T-Mobile US Inc. wants the IRS to ensure it isn’t subject to a proposed rule that could lessen the tax benefits of combining with certain companies that have large losses—ahead of a planned merger with Sprint Corp.
A letter two lobbyists submitted to Treasury on behalf of T-Mobile referenced the pending Sprint merger, deemed the “Combination” in a footnote.
“Our concerns are particularly pronounced for the pending Combination and other transactions involving large, publicly traded corporations where the target corporation is a loss corporation,” two Miller & Chevalier Chartered lobbyists said in the letter.

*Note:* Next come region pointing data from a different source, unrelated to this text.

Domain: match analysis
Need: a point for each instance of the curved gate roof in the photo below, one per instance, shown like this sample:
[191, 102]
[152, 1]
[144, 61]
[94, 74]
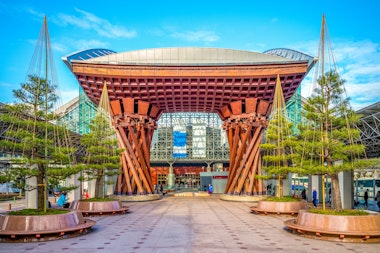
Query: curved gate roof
[189, 79]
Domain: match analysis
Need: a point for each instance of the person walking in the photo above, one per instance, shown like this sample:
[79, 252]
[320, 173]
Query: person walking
[210, 188]
[303, 194]
[62, 201]
[315, 200]
[366, 198]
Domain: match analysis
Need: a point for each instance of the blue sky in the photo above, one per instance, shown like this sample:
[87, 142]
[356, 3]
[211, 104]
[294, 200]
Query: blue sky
[247, 25]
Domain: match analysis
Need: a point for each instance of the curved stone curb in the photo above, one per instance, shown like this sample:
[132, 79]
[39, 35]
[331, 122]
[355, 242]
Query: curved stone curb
[29, 228]
[99, 208]
[137, 198]
[336, 227]
[242, 198]
[274, 207]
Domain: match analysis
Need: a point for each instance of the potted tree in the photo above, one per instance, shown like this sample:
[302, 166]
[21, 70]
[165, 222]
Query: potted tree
[278, 159]
[327, 147]
[39, 152]
[101, 164]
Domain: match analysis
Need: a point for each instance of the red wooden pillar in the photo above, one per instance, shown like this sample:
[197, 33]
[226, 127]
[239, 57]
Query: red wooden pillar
[245, 125]
[134, 124]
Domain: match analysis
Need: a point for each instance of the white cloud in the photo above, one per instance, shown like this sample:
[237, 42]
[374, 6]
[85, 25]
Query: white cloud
[201, 35]
[67, 95]
[6, 85]
[358, 64]
[86, 44]
[274, 20]
[89, 21]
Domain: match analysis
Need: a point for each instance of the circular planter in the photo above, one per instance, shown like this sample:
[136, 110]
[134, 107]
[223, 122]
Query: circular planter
[241, 198]
[95, 208]
[29, 228]
[336, 227]
[275, 207]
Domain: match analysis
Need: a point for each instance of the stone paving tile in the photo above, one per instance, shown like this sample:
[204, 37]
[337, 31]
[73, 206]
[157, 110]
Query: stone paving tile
[187, 225]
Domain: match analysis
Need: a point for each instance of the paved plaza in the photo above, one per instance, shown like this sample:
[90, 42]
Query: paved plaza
[188, 224]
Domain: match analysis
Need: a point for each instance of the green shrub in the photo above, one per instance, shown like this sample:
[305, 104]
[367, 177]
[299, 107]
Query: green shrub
[348, 212]
[36, 212]
[283, 199]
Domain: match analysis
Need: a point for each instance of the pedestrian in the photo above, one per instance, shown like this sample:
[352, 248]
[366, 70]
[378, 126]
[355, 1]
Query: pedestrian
[315, 199]
[210, 188]
[303, 194]
[269, 189]
[366, 198]
[62, 201]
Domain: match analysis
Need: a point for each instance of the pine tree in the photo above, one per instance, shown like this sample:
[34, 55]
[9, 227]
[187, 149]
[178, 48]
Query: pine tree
[280, 142]
[102, 153]
[42, 147]
[327, 144]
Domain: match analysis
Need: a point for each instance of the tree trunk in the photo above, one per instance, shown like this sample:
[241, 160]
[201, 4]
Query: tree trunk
[99, 189]
[335, 193]
[40, 187]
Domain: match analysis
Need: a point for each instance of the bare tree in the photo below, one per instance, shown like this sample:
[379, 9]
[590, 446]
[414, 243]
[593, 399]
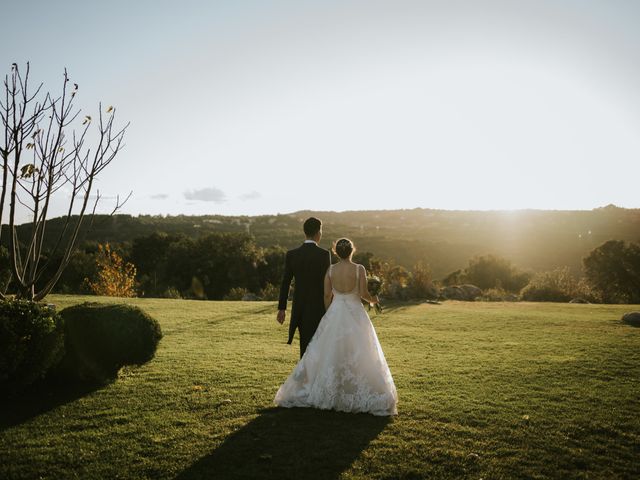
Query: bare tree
[44, 155]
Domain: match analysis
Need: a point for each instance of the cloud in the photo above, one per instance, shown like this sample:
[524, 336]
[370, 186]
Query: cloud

The letter, released Nov. 12 under the Freedom of Information Act, asks that T-Mobile’s merger with Sprint and other publicly announced transactions be grandfathered, or not subject to the proposal (REG-125710-18). Otherwise, the telecom giant could be limited in its ability to increase how much of Sprint’s losses it can use to offset taxes after the merger.
T-Mobile didn’t immediately respond to a request for comment.
The proposed rules would eliminate a method of calculating losses after a merger or acquisition, based on the values of certain assets held by the target company. This method, known as the Section 338 approach, helped maximize a target company’s built-in gains from those assets. This could increase the amount of the target company’s net operating losses that the combined company can use each year to offset its taxes after a merger or acquisition.
Built-in gains are based on differences between the value of a company’s investment in its assets and the fair market value of those assets.
Tax code Section 382 restricts how much of a target company’s net operating losses can be used after the company is acquired, a policy intended to keep companies from trafficking in those tax-reducing losses.
As of March 1, Sprint had federal net operating loss carryforwards from prior years of $21.3 billion, according to its most recent annual financial filing, posted at the end of May.